Queste (poche) regole sono state trasfuse nel Regolamento pubblicato in questi giorni, che – a detta del Governo – dovrebbe garantire risparmi per le Pmi nell’ordine di alcune centinaia di milioni, ancorché non sono stimati gli oneri per la Pa per darne esecuzione.
La portata innovativa è certamente forte; la nuova Aua potrà sostituire sino a 7 autorizzazioni contenute nella legislazione ambientale e l’elenco potrà essere ulteriormente integrato dalla legislazione regionale applicativa.
La disposizione prevede la presentazione di un’unica domanda da inviare per via telematica a un apposito sportello (Suap); sarà poi questo che provvederà a inoltrare le richieste agli altri enti competenti. È previsto che il rilascio dell’Aua avvenga entro 90 giorni, ma i tempi possono allungarsi nel caso in cui sia necessaria la convocazione della Conferenza di servizi.
L’intervento regolamentare non ha quindi un effetto novativo sul sistema autorizzatorio ambientale; si tratta di un nuovo modello organizzativo che ha l’obiettivo di deburocratizzare il rapporto Pa/Pmi.
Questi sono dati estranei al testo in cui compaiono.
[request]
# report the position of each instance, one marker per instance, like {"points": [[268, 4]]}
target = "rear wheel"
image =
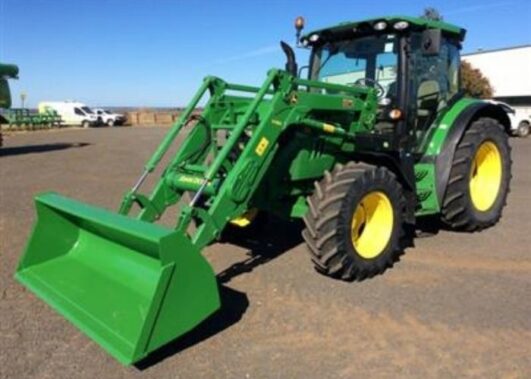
{"points": [[355, 226], [479, 179]]}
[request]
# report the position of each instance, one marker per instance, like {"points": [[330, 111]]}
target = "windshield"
{"points": [[345, 62]]}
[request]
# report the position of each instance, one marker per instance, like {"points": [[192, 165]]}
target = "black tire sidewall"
{"points": [[499, 138], [523, 130]]}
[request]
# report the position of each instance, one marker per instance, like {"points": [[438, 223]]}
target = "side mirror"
{"points": [[291, 64], [431, 41], [5, 95]]}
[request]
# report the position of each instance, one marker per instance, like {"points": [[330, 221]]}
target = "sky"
{"points": [[155, 53]]}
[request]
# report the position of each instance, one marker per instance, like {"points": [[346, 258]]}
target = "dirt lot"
{"points": [[457, 305]]}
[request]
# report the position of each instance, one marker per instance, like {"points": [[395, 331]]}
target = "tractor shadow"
{"points": [[44, 148], [428, 226], [275, 238]]}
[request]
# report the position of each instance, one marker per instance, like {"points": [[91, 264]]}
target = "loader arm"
{"points": [[134, 286], [223, 178]]}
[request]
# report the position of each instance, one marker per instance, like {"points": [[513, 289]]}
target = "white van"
{"points": [[71, 112], [109, 118]]}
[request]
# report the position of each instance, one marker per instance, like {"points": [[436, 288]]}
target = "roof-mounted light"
{"points": [[401, 25], [380, 25]]}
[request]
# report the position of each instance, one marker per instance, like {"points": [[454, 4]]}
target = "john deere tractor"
{"points": [[377, 136], [7, 71]]}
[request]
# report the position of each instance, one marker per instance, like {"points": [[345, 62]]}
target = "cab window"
{"points": [[433, 82], [353, 61]]}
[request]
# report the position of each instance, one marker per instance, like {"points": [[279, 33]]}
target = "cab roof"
{"points": [[367, 26]]}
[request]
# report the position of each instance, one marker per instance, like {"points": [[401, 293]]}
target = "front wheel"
{"points": [[355, 223], [479, 178]]}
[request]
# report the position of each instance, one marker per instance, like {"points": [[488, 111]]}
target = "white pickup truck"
{"points": [[109, 118], [71, 112]]}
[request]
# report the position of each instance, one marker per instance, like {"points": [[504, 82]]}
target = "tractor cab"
{"points": [[412, 63]]}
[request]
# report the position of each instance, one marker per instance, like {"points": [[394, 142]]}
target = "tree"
{"points": [[431, 13], [474, 83]]}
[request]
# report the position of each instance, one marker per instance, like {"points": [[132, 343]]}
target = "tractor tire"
{"points": [[355, 223], [479, 178], [523, 129]]}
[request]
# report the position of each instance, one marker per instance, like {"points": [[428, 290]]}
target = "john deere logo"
{"points": [[347, 103]]}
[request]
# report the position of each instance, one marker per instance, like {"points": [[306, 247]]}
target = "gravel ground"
{"points": [[457, 305]]}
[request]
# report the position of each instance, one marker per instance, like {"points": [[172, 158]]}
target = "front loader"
{"points": [[378, 136]]}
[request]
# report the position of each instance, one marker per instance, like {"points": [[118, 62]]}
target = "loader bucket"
{"points": [[131, 286]]}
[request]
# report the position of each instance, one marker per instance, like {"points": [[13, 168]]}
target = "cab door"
{"points": [[433, 80]]}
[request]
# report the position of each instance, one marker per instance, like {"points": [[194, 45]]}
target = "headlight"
{"points": [[380, 25], [401, 25], [314, 37]]}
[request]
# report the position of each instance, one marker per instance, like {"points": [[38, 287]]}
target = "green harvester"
{"points": [[376, 137]]}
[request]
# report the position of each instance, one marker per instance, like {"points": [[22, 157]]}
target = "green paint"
{"points": [[417, 22], [133, 286], [129, 285]]}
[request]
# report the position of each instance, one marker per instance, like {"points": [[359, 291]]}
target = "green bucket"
{"points": [[131, 286]]}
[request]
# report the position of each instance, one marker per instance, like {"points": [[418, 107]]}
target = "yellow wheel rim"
{"points": [[485, 176], [372, 224]]}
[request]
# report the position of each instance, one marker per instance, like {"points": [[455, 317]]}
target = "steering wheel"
{"points": [[368, 82]]}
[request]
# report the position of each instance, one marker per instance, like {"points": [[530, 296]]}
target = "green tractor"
{"points": [[7, 71], [378, 136]]}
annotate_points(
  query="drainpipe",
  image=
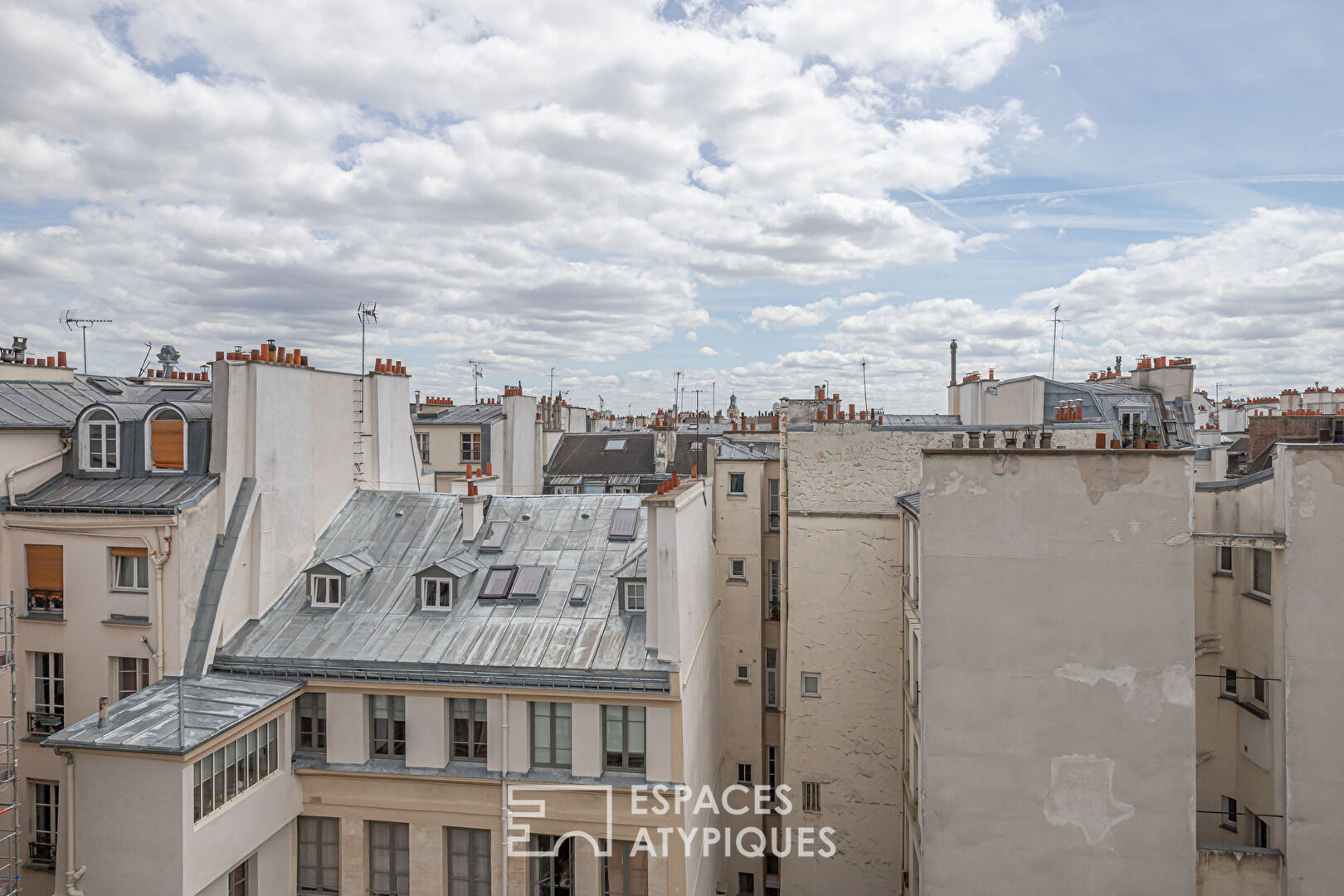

Restano invariati i contenuti, gli accertamenti, le valutazioni, le responsabilità di chi agisce nel presentare le domande e nel valutarle, mentre si stabilisce una tempistica certa per la conclusione dell’iter, senza per questo imporre alcuna forma di silenzio-assenso conseguente alla decorrenza dei termini.
L’autorità competente al rilascio
Tra i primi temi sui quali è necessario avviare una riflessione vi è quello dell’ente competente al rilascio dell’Aua o – meglio – dell’ente presso il quale deve essere istituito lo sportello unico.
Il Regolamento si limita a stabilire che l’autorità competente è «la Provincia o la diversa autorità indicata dalla normativa regionale quale competente ai fini del rilascio, rinnovo e aggiornamento dell’autorizzazione unica ambientale».
Delle due l’una: o il rilascio dell’Aua non può avvenire in attesa di un intervento legislativo regionale, oppure l’individuazione dell’Ente-Provincia è valida sin tanto che non intervenga una diversa disposizione regionale.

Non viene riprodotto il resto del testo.